[comp_complex] Solutions

  • From: David Friedman <dkf@xxxxxxxxxx>
  • To: <comp_complex@xxxxxxxxxxxxx>
  • Date: Mon, 12 Apr 2004 15:55:29 -0400 (EDT)

hi everybody,

for the assignment due on Wednesday you are allowed to use a
package such as Mathematica, MatLab, etc. to do the matrix
manipulations.

Also, at the end of the first problem please write all
your answers in approximate numeric form for 1.3-1.6.

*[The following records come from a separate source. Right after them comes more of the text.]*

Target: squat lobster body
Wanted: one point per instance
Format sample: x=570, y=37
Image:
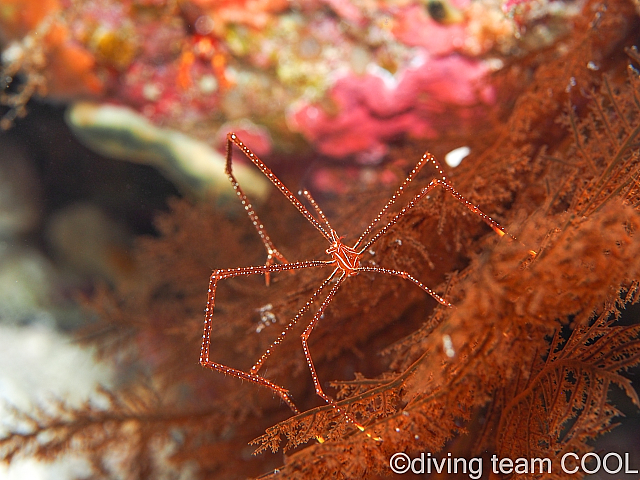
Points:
x=345, y=262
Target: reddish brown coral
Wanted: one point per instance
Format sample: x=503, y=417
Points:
x=520, y=367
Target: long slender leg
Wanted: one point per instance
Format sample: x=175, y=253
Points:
x=290, y=325
x=316, y=207
x=426, y=158
x=218, y=275
x=305, y=337
x=406, y=276
x=314, y=375
x=423, y=193
x=232, y=138
x=273, y=254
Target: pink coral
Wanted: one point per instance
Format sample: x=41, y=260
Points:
x=373, y=110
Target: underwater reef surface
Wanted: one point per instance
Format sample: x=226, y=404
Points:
x=538, y=356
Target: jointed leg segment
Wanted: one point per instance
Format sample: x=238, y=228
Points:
x=345, y=262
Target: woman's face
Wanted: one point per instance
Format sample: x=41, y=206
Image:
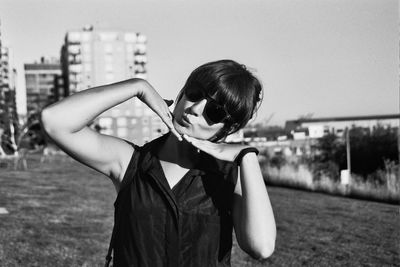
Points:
x=189, y=119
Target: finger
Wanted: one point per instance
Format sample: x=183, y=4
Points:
x=169, y=102
x=170, y=125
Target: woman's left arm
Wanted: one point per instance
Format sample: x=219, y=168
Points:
x=253, y=218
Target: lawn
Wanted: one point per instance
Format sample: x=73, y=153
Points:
x=61, y=214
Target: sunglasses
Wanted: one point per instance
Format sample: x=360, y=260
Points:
x=214, y=112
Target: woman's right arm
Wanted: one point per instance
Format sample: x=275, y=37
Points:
x=66, y=123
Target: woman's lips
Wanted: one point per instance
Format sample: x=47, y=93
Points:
x=185, y=120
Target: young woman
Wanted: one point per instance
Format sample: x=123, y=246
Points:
x=181, y=195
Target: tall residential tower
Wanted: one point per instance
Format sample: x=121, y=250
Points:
x=92, y=58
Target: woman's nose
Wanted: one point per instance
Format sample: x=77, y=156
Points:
x=198, y=107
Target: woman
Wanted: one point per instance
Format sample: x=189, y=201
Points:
x=178, y=198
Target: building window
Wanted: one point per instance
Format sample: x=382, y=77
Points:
x=86, y=48
x=109, y=67
x=108, y=58
x=122, y=132
x=108, y=48
x=121, y=122
x=145, y=130
x=109, y=77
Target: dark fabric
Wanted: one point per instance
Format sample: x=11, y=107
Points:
x=190, y=225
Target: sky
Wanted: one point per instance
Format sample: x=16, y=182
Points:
x=318, y=58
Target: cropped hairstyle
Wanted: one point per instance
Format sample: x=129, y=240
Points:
x=233, y=86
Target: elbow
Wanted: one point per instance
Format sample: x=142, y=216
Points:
x=266, y=251
x=262, y=252
x=260, y=248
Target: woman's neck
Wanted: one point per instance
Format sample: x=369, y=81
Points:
x=179, y=152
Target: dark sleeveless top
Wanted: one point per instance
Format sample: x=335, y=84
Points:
x=190, y=225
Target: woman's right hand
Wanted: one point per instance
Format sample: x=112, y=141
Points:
x=153, y=100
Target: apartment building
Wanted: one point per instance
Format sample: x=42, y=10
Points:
x=91, y=58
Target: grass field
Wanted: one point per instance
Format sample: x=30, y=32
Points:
x=61, y=214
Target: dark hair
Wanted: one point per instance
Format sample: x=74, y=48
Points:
x=232, y=85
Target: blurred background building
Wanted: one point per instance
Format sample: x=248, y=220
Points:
x=8, y=110
x=91, y=58
x=42, y=84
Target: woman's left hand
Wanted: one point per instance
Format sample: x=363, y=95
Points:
x=222, y=151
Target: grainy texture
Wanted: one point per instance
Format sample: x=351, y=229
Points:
x=61, y=214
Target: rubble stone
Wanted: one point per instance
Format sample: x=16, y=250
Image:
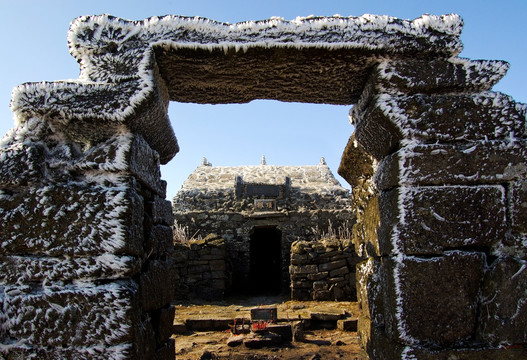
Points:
x=417, y=287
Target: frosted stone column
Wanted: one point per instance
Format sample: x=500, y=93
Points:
x=442, y=222
x=86, y=267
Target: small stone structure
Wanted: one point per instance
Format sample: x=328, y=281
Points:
x=201, y=268
x=323, y=270
x=260, y=210
x=85, y=241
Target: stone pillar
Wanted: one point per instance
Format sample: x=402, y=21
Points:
x=86, y=239
x=443, y=227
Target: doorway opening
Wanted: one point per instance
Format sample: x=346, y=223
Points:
x=265, y=261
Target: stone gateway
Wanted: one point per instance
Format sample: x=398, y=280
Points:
x=437, y=166
x=260, y=211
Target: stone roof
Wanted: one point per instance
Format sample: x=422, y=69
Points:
x=305, y=178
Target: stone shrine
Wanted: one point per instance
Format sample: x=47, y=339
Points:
x=260, y=211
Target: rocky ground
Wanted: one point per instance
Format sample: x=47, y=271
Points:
x=202, y=331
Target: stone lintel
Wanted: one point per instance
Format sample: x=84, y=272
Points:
x=480, y=162
x=391, y=121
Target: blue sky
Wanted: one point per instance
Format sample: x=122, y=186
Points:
x=34, y=48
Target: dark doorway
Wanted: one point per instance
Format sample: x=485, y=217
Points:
x=266, y=259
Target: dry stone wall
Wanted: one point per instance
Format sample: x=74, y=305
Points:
x=439, y=222
x=323, y=270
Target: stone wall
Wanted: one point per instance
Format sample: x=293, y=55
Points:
x=236, y=229
x=201, y=268
x=440, y=222
x=323, y=270
x=86, y=263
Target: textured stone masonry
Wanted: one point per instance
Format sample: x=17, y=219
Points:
x=86, y=260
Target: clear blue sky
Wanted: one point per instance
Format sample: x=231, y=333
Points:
x=34, y=48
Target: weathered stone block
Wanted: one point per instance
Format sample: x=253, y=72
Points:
x=91, y=113
x=161, y=211
x=503, y=313
x=302, y=284
x=304, y=269
x=517, y=201
x=471, y=163
x=370, y=290
x=428, y=220
x=162, y=241
x=332, y=265
x=300, y=294
x=365, y=231
x=347, y=325
x=432, y=76
x=318, y=276
x=381, y=347
x=163, y=323
x=115, y=352
x=69, y=315
x=320, y=285
x=21, y=164
x=426, y=118
x=124, y=153
x=157, y=285
x=72, y=219
x=340, y=271
x=167, y=351
x=426, y=305
x=24, y=270
x=321, y=295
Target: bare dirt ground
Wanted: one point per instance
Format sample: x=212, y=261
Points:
x=319, y=343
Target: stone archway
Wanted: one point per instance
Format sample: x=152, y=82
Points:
x=441, y=222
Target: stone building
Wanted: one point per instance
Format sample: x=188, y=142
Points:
x=260, y=211
x=436, y=164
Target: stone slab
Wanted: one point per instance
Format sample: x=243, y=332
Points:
x=432, y=301
x=431, y=219
x=392, y=120
x=370, y=291
x=21, y=164
x=480, y=162
x=74, y=219
x=70, y=316
x=412, y=76
x=25, y=270
x=503, y=313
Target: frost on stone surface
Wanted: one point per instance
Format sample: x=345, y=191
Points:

 Basic solutions for the last assignment:

 1. The simplification is all seven clauses other than:
 (~pi_1 \/ ~pi_2 \/ ~pi_3)

 anded together.

 1.1. At a minimum 1/2 of the phi_psi,r are false, and for each
 phi_psi_r there are at most 7 clauses of which at a
 minimum only one clause is false, so the minimum
 fraction of clauses that are false is
 1/14. Meaning the machine should accept if more than 13/14
 of the clauses are satisfiable, so epsilon = 1/13.


 2. To prove: w(G) = m ===> w(G^2) >= m^2

 The original clique is v_1 ... v_m   so then
 under the definition (v_1, v_1) .... (v_m, v_m) are
 all connected.

 To prove:  w(G^2) = m^2  ===> w(G) >= m

 Consider the m^2 nodes which form the clique:
              -    -
              | |  | |
  w_1    =   (| |, | |  )
  w_2    =   (| |  | |  )
  ...         | |  | |
  w_m^2  =   (| |  | |  )
               -    -

  There must be at least m distinct nodes in either the
  first column or the second column (otherwise there
  would be duplicates in the list), and all these m
  nodes are connected.

  The two statements combined prove the the theorem, (for if
  when w(G) = m  w(G^2) > m^2 would imply from the second that
  w(G) > m, and similarly the other way)


 3. This problem just asks you to show that the expression accurately
 represents the problem.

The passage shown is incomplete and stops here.